Another prior art approach to detecting faults in rotating machine elements is that disclosed in U.S. Pat. No. 4,007,630 to Noda. Noda describes a device for detecting damage to rotators, such as ball bearings. Mechanical oscillation is converted into an electric signal, and the peak values of this electric signal are detected, retained for a period of time, and reset to zero. The output signal is fed into a smoothing integrator to extract a mean value from which the presence of a rotator fault is determined.
In U.S. Pat. No. 4,931,949 to Hernandez et al., a gear defect analyzing system is disclosed. Signals from an accelerometer and a shaft encoder pass through full wave rectifiers and low pass filters in order to extract the amplitude envelope, which is then converted to a digital signal for analysis by a microcomputer. A Top-Dead-Center pulse (once per shaft revolution pulse) is added to ensure that an encoder pulse was not missed. Time history analysis is performed on the signal, and tooth-to-tooth interaction is recorded until the pattern begins to repeat. Subsequent recordings are averaged with respect to previous records to produce a unique pattern to identify which tooth-to-tooth interaction is likely to involve defective teeth.

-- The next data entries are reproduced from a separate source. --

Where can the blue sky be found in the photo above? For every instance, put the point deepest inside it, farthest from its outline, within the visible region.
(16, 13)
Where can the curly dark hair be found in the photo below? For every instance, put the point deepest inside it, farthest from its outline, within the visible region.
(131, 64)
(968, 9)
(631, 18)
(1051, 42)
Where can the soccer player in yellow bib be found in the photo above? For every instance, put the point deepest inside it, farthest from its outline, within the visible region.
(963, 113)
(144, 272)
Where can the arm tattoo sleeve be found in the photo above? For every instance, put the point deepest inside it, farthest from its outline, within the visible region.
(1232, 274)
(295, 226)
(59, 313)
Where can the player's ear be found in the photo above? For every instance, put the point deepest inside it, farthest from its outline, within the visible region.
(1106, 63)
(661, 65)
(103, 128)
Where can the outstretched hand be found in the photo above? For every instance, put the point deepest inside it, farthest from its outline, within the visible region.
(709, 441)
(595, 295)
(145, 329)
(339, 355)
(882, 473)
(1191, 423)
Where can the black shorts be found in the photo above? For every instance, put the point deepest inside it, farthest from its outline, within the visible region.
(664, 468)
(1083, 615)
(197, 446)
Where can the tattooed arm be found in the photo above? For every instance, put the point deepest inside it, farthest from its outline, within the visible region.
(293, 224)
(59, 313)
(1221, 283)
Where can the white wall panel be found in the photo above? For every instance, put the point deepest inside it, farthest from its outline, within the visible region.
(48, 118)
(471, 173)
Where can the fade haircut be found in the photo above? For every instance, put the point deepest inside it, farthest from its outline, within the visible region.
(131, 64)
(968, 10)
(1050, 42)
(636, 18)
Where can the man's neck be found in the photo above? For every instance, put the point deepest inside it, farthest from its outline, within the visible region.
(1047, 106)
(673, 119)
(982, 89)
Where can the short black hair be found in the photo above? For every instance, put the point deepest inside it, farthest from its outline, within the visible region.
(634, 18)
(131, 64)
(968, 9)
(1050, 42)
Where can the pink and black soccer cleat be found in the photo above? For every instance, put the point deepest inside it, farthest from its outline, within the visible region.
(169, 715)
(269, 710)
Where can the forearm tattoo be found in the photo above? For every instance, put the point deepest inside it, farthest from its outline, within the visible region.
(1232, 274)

A consideration which the prior art fails to account for involves the trade-off that exists between the required sampling rate of a vibration signal and the time record length. Generally, an impact or other event of interest will generate a signal which lasts for only a few milliseconds at best. As a result, the envelope of this signal will only be present for a few milliseconds, typically 5 to 10. A minimum sampling rate in the ten to fifty thousand samples per second range must be employed to capture an event of such short duration, and a typical time record could demand a system capable of storing up to 3,000,000 samples. With a large computer, records of this size can be dealt with, but large computers are generally not very portable and are difficult to use in a typical industrial setting where many machines are periodically monitored for faults. In addition, typical field portable data collectors/analyzers are incapable of handling extremely large time records. Therefore, there is a need for a highly portable fault detection system that is capable of employing existing field portable data collectors while ensuring that events of interest are captured within the time record.

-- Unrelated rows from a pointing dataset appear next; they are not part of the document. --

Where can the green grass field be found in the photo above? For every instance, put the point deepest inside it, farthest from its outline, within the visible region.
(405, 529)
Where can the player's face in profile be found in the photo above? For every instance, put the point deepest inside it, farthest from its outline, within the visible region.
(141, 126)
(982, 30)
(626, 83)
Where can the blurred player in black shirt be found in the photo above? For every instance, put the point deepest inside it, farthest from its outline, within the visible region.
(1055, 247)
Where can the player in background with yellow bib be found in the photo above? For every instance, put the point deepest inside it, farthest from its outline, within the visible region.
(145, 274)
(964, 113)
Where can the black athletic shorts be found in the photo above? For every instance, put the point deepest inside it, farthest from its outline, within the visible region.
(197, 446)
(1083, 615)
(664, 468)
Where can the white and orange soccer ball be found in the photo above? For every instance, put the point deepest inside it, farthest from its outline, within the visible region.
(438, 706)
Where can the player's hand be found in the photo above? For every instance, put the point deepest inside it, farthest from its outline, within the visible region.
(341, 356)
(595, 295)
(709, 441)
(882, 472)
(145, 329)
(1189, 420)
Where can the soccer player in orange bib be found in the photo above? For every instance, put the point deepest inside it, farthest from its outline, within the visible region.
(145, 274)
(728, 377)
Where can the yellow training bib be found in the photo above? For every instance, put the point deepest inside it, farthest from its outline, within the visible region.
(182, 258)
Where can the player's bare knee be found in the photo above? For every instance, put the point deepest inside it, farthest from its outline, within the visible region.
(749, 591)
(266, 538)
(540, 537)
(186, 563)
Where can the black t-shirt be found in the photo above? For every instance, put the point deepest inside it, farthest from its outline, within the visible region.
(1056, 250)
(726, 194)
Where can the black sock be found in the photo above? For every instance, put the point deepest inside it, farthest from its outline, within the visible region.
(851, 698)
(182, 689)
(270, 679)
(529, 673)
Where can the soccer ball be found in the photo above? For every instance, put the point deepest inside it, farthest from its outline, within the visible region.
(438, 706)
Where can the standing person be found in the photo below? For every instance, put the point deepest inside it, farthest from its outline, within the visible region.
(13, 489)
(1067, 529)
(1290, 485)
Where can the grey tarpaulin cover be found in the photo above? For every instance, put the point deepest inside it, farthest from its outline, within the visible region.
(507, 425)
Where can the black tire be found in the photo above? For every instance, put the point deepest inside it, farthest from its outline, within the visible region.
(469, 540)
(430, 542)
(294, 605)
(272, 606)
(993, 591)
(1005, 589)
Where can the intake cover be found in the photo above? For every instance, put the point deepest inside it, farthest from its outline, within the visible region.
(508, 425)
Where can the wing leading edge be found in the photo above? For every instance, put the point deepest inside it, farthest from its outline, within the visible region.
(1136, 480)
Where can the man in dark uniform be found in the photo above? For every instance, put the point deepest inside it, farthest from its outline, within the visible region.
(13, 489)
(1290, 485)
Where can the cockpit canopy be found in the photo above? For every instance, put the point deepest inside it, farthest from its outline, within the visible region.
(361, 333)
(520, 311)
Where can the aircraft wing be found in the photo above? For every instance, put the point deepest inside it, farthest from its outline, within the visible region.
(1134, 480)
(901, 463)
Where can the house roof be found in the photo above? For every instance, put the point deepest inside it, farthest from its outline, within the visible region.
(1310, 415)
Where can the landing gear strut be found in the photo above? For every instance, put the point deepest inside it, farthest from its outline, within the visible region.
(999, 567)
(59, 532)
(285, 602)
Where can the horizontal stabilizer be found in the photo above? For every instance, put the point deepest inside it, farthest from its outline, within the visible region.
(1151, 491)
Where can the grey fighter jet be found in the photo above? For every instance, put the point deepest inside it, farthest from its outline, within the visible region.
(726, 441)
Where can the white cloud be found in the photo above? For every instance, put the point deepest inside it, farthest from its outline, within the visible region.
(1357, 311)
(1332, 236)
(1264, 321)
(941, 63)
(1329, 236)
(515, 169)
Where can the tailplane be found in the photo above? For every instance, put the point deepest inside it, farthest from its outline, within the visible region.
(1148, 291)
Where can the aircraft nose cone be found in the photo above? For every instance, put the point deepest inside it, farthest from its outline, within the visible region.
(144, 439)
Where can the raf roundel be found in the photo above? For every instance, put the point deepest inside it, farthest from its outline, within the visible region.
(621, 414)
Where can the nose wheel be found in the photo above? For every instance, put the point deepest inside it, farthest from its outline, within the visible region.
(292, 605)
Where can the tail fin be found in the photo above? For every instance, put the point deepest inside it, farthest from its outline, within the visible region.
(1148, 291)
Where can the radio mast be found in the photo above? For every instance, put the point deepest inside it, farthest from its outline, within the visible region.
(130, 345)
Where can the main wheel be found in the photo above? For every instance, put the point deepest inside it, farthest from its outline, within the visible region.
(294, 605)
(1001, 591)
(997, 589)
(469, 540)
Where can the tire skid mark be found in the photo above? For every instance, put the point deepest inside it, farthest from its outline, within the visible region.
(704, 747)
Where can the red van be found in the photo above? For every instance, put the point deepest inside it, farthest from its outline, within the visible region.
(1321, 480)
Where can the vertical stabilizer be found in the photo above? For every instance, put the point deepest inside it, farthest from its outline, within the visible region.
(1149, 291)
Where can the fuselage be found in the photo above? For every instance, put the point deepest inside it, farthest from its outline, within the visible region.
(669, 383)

Variations in gear ratios due to "slop" in the gear train are another impediment to accurate vibration analysis. If one is attempting to analyze a rotating element that is buried within a gearbox, it is known to use a shaft speed indicator signal, or tachometer signal, from another shaft in the gear train that is easily accessible and then multiply or divide that tachometer signal by the gear ratio to arrive at a corrected speed representative of the rotating element under analysis. However, there is often considerable slack or slop in most gear trains, and this slop will cause errors in the tachometer signal which will introduce errors when the tachometer signal is synchronously averaged with a vibration signal. This error is particularly amplified where the shaft being monitored by the tachometer is a relatively slowly rotating shaft, and the gear of interest is rotating at a relatively high frequency. In such a case, it is likely that the averaging will totally eliminate the frequencies of interest because the tachometer signal will not be properly synchronized with the high speed gear. Adding to this problem is the natural high frequency signals that are produced by impacting gear teeth. These-high frequency impact signals are the most telling of a cracked tooth, but their high frequency makes them most susceptible to being averaged out during synchronous averaging should the tachometer signal be slightly asynchronous.